En su muñeca lleva un reloj que se parece a Wilson, pero no es Wilson. Se lo regalaron sus hijas Aldana (28) y Yamila (30 ) hace un tiempo, tal vez para que empiece a olvidar aquellas horas en las que sólo hablaba con sus agujas.

Pero Lía no quiere olvidar. Quiere agradecer a esa mujer que la abrazó en la selva, a los bomberos que la rescataron y a la gente de aquel hospital humilde que la recibió con muy poco y le dio mucho.

Y siente también que es tiempo de preguntar si los guardaparques la buscaron a ella y a su marido como debían, por qué los senderos no estaban bien señalizados, por qué sus hijas se enteraron de que estaban perdidos tres días después de su desaparición. Ellas podrían haber llegado antes a Jujuy desde Buenos Aires para acelerar la búsqueda. Tal vez Mario se hubiese salvado.

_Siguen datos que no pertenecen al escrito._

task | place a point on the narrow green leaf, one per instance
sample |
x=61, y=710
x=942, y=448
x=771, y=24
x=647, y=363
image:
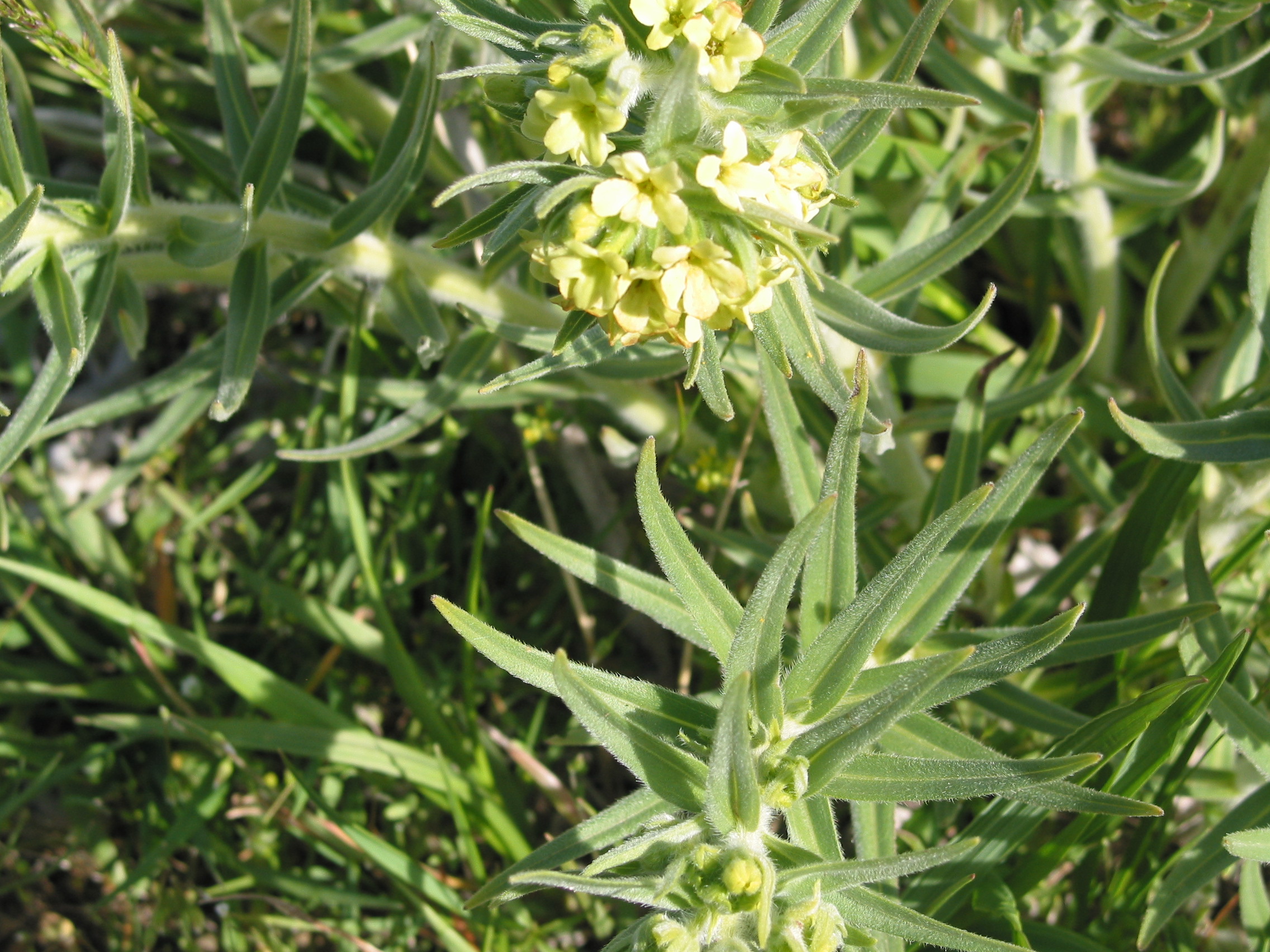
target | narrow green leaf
x=828, y=668
x=868, y=324
x=1101, y=639
x=13, y=177
x=60, y=310
x=268, y=158
x=732, y=783
x=665, y=711
x=460, y=370
x=964, y=452
x=1171, y=390
x=950, y=573
x=835, y=876
x=239, y=113
x=15, y=225
x=923, y=262
x=710, y=381
x=712, y=606
x=116, y=188
x=757, y=644
x=887, y=777
x=398, y=179
x=643, y=592
x=646, y=892
x=614, y=824
x=202, y=243
x=1202, y=862
x=800, y=475
x=131, y=314
x=670, y=772
x=247, y=321
x=1241, y=437
x=831, y=745
x=414, y=316
x=1110, y=63
x=249, y=679
x=871, y=911
x=830, y=577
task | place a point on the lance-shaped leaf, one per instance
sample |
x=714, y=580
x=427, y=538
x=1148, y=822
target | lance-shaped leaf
x=710, y=380
x=669, y=771
x=131, y=314
x=923, y=262
x=800, y=475
x=827, y=669
x=55, y=379
x=757, y=645
x=13, y=177
x=1259, y=262
x=1202, y=862
x=1101, y=639
x=239, y=113
x=116, y=187
x=1171, y=390
x=200, y=243
x=247, y=320
x=869, y=909
x=1250, y=845
x=964, y=452
x=856, y=131
x=998, y=658
x=1004, y=825
x=534, y=173
x=60, y=310
x=590, y=347
x=269, y=154
x=923, y=735
x=712, y=606
x=1110, y=63
x=830, y=577
x=646, y=593
x=866, y=323
x=666, y=712
x=831, y=745
x=732, y=795
x=647, y=892
x=410, y=134
x=888, y=777
x=1241, y=437
x=610, y=825
x=15, y=225
x=803, y=40
x=1009, y=405
x=951, y=572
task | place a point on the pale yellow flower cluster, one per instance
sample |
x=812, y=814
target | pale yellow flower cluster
x=784, y=182
x=714, y=28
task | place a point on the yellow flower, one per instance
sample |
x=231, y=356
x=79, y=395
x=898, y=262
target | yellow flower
x=731, y=46
x=670, y=18
x=643, y=314
x=699, y=279
x=729, y=175
x=573, y=121
x=643, y=194
x=799, y=183
x=590, y=279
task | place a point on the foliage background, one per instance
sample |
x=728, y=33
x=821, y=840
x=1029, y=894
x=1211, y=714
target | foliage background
x=129, y=825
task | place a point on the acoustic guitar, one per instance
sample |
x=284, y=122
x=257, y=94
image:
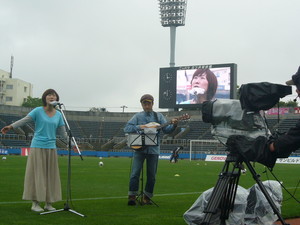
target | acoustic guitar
x=184, y=117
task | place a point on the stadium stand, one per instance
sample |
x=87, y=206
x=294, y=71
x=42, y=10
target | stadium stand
x=104, y=130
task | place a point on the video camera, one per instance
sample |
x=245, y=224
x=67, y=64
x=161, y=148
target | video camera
x=240, y=124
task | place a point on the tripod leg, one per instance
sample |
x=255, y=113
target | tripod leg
x=222, y=197
x=265, y=192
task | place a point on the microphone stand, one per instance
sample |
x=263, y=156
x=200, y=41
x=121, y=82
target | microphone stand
x=71, y=139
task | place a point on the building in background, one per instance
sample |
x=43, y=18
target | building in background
x=13, y=91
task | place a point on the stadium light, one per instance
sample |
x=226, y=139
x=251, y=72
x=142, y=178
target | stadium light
x=172, y=13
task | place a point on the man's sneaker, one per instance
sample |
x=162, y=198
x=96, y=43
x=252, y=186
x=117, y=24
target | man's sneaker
x=36, y=207
x=146, y=200
x=49, y=207
x=131, y=200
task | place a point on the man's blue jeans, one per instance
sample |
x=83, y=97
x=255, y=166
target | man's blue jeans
x=138, y=161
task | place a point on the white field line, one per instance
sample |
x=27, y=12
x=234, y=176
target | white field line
x=101, y=198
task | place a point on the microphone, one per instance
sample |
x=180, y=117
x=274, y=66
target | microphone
x=55, y=103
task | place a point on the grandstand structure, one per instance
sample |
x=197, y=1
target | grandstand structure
x=103, y=131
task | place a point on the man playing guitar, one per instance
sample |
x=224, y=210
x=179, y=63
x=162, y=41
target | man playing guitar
x=145, y=119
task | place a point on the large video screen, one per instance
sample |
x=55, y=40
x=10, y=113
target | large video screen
x=190, y=86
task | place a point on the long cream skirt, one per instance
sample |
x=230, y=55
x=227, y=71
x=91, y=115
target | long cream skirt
x=42, y=179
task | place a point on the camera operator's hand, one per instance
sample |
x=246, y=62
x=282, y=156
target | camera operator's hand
x=271, y=147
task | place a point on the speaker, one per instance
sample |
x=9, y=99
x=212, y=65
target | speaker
x=167, y=87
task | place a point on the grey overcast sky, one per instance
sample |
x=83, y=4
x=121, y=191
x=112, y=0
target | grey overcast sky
x=107, y=53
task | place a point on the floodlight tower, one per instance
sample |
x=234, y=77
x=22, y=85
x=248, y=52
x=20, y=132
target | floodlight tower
x=172, y=13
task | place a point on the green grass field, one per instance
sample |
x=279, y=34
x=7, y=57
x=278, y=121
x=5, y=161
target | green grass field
x=100, y=193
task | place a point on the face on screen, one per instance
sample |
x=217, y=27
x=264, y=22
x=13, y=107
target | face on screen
x=198, y=85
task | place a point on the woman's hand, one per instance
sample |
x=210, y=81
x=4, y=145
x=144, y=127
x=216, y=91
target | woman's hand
x=5, y=129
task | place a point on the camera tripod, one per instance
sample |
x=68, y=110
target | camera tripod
x=224, y=192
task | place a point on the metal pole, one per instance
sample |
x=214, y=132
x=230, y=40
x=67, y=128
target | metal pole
x=172, y=45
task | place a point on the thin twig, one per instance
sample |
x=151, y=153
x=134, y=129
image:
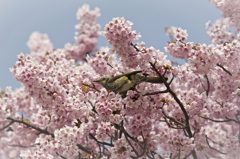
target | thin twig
x=224, y=69
x=208, y=85
x=212, y=147
x=7, y=126
x=41, y=131
x=103, y=143
x=61, y=156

La autopsia dice que llevaba dos días muerto (y no cinco como se dijo al principio) y que fue por sumersión (¿tal vez alcanzó a arrastrarse para tomar agua?).

“¿Sabés cómo se enteraron las chicas de que estábamos perdidos? Porque las llamaron de la agencia donde alquilamos el auto”, dice. Y pide que en casos como el suyo se recurra rápido a los baqueanos, que son los que más conocen su terreno. Y luego apuntará también contra la fiscalía que siguió su expediente y a todo el “aparato burocrático del país”.

Recuerda que dos veces en estos años la retuvieron en la Aduana cuando intentaba salir de vacaciones fuera del país porque todavía figuraba como “buscada”.

Lía hoy tiene 60 años y sigue haciendo guardias de obstetricia en dos hospitales públicos. Dice que aún la emociona escuchar los latidos de un bebé en la panza de la madre. Está convencida de que a ella la salvó el amor por sus hijas: “Tenía que volver a casa para decirles cuánto las amaba”.

El 24 a la noche recibirá la Navidad con su papá, que tiene 86 años y sabe cuidarla como lo hacía Mario. Y tal vez a la hora del brindis salga al balcón a saludar a su marido en alguna estrella.